Pero, además, la conspiración corporativa existió y hasta fue demostrada judicialmente. En 1951, un tribunal del estado de Illinois declaró culpables a General Motors y sus socios de favorecer los incipientes autobuses en contra de los tranvías –también de su propiedad– para incrementar sus negocios en carrocerías, neumáticos y gasolina.

En 1951, un tribunal de Illinois declaró culpables a General Motors y sus socios

La demanda fue ganada tras el descubrimiento, en 1946, por parte del teniente retirado Edwin J. Quinby, del control de las compañías de tranvías por sus más directas competidoras, que hasta el momento se había mantenido en secreto.

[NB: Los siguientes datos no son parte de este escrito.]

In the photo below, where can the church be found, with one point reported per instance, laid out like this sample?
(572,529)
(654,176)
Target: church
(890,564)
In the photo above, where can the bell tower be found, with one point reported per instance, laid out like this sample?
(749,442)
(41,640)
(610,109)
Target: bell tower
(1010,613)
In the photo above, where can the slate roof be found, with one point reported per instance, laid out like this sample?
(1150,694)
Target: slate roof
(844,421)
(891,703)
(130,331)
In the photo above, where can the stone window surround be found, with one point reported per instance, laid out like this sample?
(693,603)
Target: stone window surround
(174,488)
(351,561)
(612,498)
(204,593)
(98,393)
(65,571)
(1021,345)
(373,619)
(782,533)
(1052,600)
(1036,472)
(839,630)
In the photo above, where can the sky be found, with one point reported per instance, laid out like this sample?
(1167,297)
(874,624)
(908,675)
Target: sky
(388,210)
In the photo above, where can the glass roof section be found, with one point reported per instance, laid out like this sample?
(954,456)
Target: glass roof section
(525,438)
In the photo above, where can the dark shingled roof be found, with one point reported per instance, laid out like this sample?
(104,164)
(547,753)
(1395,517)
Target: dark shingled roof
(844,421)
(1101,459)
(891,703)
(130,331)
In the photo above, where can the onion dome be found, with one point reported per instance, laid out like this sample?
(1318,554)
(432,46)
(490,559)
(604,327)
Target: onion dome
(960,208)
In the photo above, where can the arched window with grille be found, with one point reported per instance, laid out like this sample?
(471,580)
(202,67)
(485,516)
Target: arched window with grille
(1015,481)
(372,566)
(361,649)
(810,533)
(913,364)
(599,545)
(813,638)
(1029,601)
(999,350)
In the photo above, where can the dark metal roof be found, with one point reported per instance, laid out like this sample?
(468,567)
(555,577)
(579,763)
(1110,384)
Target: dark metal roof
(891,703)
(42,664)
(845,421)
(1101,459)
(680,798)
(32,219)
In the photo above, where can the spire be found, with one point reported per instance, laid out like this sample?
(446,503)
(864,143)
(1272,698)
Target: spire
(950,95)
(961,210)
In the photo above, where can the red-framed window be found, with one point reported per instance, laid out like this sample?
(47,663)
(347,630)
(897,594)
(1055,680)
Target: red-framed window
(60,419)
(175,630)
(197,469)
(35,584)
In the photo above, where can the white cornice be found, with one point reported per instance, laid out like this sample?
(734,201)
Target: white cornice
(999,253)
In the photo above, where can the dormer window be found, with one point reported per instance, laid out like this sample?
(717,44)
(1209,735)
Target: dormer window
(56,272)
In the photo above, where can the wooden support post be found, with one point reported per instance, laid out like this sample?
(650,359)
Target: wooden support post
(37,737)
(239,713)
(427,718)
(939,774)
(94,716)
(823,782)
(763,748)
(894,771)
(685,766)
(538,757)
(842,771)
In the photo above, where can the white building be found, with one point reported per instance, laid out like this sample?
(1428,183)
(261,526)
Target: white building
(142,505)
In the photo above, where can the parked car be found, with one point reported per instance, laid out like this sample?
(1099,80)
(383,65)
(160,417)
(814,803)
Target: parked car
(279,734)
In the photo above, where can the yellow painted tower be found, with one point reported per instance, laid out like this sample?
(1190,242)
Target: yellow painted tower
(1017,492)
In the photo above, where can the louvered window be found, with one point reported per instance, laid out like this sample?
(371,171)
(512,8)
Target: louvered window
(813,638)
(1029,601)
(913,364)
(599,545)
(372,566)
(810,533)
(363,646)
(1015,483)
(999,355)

La condena, pero, se limitó a una simbólica multa de 5.000 dólares, al no considerarse probado que había existido una operación concertada para monopolizar el transporte público estadounidense.

Esta presión para conseguir el desmantelamiento de las redes ferroviarias en favor del transporte privado no se limitó a los Estados Unidos. Las grandes corporaciones automovilísticas, por ejemplo, decidieron implantar en Brasil sus factorías para la producción en América Latina tras convencer a la dictadura militar que entonces gobernaba el país de que se deshiciera de los raíles urbanos.

De la misma forma que, hoy, las grandes corporaciones presionan a políticos y gobiernos para lograr cambios legislativos, fiscales o políticos que les favorezcan –o frenar aquellos que les perjudiquen–, como se puede ver en los terrenos de la sanidad o la red de distribución urbana de agua, durante décadas, fabricantes de coches y neumáticos y petroleras ejercieron su labor de lobby para conseguir un marco legal que permitiera al automóvil privado convertirse en el medio de transporte más cómodo, eficaz y popular.

Para ello fue necesario frenar las inversiones en transporte público y dar prioridad a las destinadas a carreteras, favorecer el mantenimiento de un petróleo barato y combatir cualquier decisión que limitara el acceso de los coches a los centros urbanos. Y, más de 80 años después, esta conspiración continúa.